Maltol, ethyl maltol, vanillin, and ethyl vanillin are important food additives as flavor enhancers. To quantify the four additives in milk powder, a novel 2D liquid chromatographic (2DLC) method was developed in this article. In such a 2DLC system, the target fractions eluted from the first dimensional column (C4) are stored onto the trapping column (C8) for subsequent analysis; after that, they were switched into the second dimensional column (C18) by a two-position six-port switching valve. A one-step sample preparation method was used prior to 2DLC chromatographic analysis, which was easy and convenient.

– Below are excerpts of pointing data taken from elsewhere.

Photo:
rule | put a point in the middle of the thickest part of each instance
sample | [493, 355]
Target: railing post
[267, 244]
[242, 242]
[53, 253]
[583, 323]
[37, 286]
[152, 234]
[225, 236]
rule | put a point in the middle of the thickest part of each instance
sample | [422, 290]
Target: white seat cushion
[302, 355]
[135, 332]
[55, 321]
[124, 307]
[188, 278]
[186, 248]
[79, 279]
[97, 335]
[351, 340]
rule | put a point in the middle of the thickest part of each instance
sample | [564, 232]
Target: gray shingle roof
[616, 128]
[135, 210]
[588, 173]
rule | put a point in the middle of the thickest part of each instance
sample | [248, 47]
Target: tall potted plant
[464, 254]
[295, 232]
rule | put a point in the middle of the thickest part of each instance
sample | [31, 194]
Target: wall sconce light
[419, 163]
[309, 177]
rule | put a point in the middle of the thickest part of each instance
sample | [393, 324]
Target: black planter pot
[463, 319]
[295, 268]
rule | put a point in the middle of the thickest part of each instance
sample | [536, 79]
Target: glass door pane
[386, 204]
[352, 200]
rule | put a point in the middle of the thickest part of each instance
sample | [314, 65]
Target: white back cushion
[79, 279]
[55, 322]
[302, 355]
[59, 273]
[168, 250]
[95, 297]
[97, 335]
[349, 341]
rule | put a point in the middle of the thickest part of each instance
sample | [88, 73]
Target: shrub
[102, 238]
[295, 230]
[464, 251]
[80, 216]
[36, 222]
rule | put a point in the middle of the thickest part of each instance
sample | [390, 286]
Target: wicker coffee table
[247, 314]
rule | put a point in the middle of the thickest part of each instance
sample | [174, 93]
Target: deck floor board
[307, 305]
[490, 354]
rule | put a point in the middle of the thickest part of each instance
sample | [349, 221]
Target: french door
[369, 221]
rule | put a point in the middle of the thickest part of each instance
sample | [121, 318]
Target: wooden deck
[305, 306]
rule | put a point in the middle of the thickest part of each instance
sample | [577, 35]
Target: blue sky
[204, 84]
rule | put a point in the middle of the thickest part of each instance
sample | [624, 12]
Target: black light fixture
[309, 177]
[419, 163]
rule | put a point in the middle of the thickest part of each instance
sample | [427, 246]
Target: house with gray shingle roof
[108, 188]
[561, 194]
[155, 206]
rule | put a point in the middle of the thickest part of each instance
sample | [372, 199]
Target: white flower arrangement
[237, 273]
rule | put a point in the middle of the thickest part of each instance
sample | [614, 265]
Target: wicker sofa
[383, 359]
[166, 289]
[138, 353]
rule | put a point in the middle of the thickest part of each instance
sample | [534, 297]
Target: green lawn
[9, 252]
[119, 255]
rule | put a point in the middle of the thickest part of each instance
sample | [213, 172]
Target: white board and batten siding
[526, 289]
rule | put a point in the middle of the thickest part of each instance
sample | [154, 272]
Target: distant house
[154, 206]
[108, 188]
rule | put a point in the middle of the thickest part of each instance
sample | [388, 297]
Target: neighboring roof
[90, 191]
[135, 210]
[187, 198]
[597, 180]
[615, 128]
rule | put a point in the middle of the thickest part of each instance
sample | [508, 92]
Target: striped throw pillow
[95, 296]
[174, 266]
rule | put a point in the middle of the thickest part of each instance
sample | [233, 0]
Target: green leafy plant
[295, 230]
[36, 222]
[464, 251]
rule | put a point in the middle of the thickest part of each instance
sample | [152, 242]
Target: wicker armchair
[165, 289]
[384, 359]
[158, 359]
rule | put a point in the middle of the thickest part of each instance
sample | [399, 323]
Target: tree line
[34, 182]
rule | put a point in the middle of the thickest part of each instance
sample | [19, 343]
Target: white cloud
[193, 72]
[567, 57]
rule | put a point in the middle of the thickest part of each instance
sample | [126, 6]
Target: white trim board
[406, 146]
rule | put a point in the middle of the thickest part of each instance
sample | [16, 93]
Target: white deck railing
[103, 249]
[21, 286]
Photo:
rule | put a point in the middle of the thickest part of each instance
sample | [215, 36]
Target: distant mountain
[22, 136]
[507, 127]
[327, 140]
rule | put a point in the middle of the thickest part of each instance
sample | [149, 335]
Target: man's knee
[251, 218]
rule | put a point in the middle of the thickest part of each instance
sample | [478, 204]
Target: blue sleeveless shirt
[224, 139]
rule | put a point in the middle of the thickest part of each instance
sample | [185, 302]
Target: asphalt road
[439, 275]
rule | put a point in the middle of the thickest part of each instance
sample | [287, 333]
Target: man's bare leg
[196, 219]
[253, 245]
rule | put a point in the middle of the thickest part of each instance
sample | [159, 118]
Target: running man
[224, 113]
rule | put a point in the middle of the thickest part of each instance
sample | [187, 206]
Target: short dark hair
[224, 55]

After optimization of all experimental parameters, the new method was validated in terms of linearity, LODs, and LOQs, intra- and interday precision, and accuracy. A conventional single-dimensional liquid chromatographic method was also proposed in this work for comparison. In order to evaluate the applicability of the new 2DLC method, five brands of commercial milk powder samples (n = 8) were analyzed. Vanillin and ethyl vanillin were detected in two samples, respectively. It is showed that the 2DLC method is effective in quality control programs of milk powder products.

摘要

麦芽酚、乙基麦芽酚、香兰素和乙基香兰素是重要的食品添加剂,用作增味剂。为了定量奶粉中的这四种添加剂,本文开发了一种新型二维液相色谱(2DLC)方法。在这种2DLC系统中,从第一维色谱柱(C4)洗脱的目标馏分被存储到捕集柱(C8)上,以便后续分析;之后,通过二位六通切换阀将它们切换到第二维色谱柱(C18)上。在进行2DLC色谱分析之前,使用了一种一步样品制备方法,该方法简便易行。在优化所有实验参数后,对新方法的线性、检测限、定量限、日内和日间精密度以及准确度进行了验证。本文还提出了一种传统的一维液相色谱方法用于比较。为了评估新2DLC方法的适用性,分析了五个品牌的市售奶粉样品(n = 8)。分别在两个样品中检测到了香兰素和乙基香兰素。结果表明,2DLC方法在奶粉产品质量控制程序中是有效的。